Samuel Joseph Wurzelbacher, the Ohio man known as “Joe the Plumber” who gained national attention during the 2008 presidential election cycle, has died, his family confirmed on Monday.
The 49-year-old conservative activist died Sunday, a month after announcing he’d been diagnosed with pancreatic cancer. He is survived by his wife and children.
“Our hearts are broken. We lost a beloved husband, father, son, brother and friend. He made an impact on so many lives,” Wurzelbacher’s wife, Katie Wurzelbacher, said in a statement obtained by Fox News.
“When I met Joe he was already known by everyone else as ‘Joe the Plumber’ but he wrote something to me that stood out and showed me who he truly was: ‘just Joe,’” she continued. “He was an average, honorable man trying to do great things for the country he loved so deeply after being thrust into the public eye for asking a question.”
In this Oct. 12, 2008, photo, Democratic presidential candidate Barack Obama talks to plumber Joe Wurzelbacher at an Ohio event. Wurzelbacher, who came to be known nationally as "Joe the Plumber," died Sunday after a battle with pancreatic cancer.

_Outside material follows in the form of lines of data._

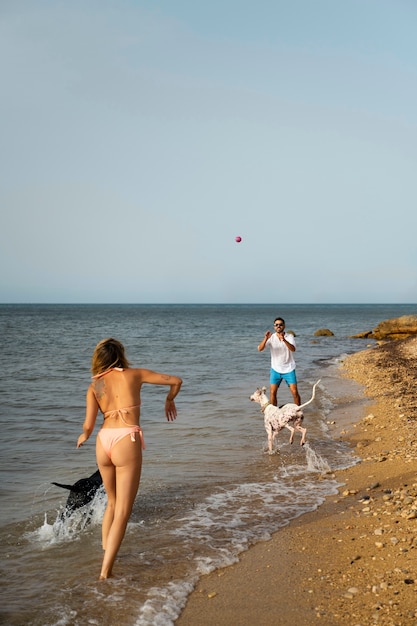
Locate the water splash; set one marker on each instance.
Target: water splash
(69, 527)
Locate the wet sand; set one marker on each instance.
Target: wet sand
(353, 561)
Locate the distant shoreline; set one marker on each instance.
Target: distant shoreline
(353, 559)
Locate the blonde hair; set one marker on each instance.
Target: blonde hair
(108, 353)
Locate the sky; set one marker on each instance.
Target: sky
(139, 138)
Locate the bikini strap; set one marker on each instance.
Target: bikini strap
(117, 369)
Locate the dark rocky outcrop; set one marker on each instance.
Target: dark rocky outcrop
(323, 332)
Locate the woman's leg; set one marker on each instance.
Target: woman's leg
(108, 474)
(127, 462)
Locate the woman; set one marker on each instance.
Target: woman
(115, 391)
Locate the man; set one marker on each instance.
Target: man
(282, 346)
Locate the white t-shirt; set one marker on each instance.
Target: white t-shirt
(282, 360)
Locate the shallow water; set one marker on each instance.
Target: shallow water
(209, 489)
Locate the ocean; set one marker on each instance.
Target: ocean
(209, 489)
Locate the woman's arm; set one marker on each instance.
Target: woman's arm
(174, 382)
(90, 417)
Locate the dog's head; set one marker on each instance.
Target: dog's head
(257, 395)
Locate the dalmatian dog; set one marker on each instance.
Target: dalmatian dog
(276, 418)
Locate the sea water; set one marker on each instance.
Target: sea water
(209, 489)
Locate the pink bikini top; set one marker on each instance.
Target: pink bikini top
(116, 412)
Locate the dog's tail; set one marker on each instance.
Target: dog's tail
(312, 397)
(69, 487)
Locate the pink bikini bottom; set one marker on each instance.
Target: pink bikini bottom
(110, 436)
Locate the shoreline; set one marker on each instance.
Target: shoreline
(353, 560)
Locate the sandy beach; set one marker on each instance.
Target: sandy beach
(353, 561)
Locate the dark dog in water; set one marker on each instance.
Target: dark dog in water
(81, 492)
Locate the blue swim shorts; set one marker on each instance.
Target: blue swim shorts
(275, 377)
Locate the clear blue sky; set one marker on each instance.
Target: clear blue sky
(138, 138)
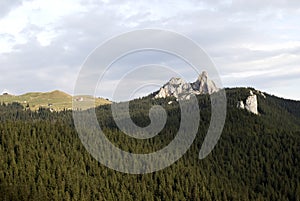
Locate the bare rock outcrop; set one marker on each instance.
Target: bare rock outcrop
(182, 90)
(250, 104)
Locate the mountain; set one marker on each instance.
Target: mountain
(182, 90)
(256, 158)
(54, 100)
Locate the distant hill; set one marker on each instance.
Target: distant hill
(54, 100)
(256, 158)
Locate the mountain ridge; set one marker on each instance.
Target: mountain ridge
(55, 100)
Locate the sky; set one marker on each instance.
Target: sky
(44, 43)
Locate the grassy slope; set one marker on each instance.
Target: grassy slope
(57, 100)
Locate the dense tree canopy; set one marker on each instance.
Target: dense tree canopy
(256, 158)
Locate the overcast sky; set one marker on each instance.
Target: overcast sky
(43, 43)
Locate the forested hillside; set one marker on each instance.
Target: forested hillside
(256, 158)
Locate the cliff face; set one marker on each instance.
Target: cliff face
(182, 90)
(250, 104)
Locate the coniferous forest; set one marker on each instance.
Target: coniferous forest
(256, 158)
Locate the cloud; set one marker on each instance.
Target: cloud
(7, 5)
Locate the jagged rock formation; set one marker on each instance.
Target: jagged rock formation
(250, 104)
(203, 85)
(182, 90)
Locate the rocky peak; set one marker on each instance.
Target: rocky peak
(182, 90)
(250, 104)
(203, 85)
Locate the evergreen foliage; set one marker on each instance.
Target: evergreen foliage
(256, 158)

Joe Wurzelbacher was thrust into the limelight after confronting then-presidential candidate Barack Obama during a 2008 campaign event in northern Ohio. Wurzelbacher accused Obama’s tax plan of conflicting with the American Dream and ruining his goal of purchasing the plumbing business he was working for at the time.

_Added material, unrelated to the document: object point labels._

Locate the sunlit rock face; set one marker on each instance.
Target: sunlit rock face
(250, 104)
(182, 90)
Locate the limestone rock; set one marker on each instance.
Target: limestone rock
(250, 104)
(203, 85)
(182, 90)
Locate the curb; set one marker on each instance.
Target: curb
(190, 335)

Obama countered him, saying his plan would help small businesses ― like the one Wurzelbacher wanted to purchase ― grow more quickly.
The interaction led Wurzelbacher to become a surrogate for the eventual 2008 Republican presidential nominee, the late Sen. John McCain (Ariz.). During his campaign, McCain frequently referenced “Joe the Plumber” ― in fact, the name came up at least 26 times during the candidates’ presidential debate days after Wurzelbacher spoke to Obama, according to WTOL-TV.

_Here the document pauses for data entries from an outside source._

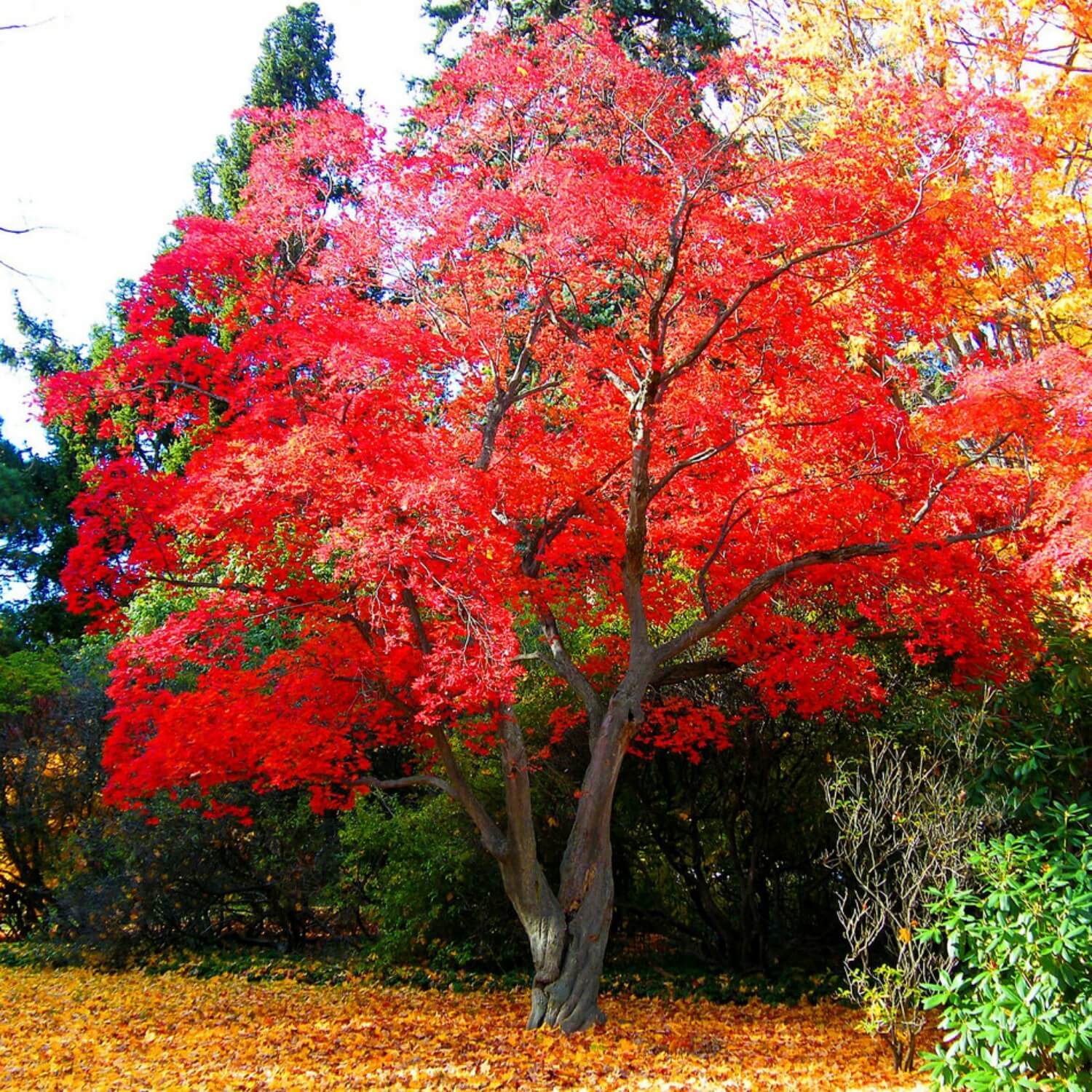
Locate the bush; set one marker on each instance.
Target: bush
(174, 876)
(414, 874)
(904, 827)
(1018, 1006)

In 2012, Wurzelbacher attempted to run for Congress in a challenge to Rep. Marcy Kaptur (D-Ohio). Kaptur won by a landslide, receiving over 70% of the vote.
Wurzelbacher garnered national media attention again in 2014, when he insisted that the lives of children were not more important than his right to keep and bear arms. After a man killed six people during a shooting rampage near the University of California, Santa Barbara, the victims’ families blasted “craven, irresponsible politicians” and the National Rifle Association for opposing gun safety.
In an open letter to the families, Wurzelbacher argued that gun control activists “don’t care about your family or your dead children at all.”
“I am sorry you lost your child. I myself have a son and daughter and the one thing I never want to go through, is what you are going through now,” he wrote. “But: As harsh as this sounds ― your dead kids don’t trump my Constitutional rights.”
As of Monday, a fundraiser created on the Christian crowdfunding site GiveSendGo to help support Wurzelbacher’s family during his cancer battle had raised more than $140,000 of its $200,000 goal.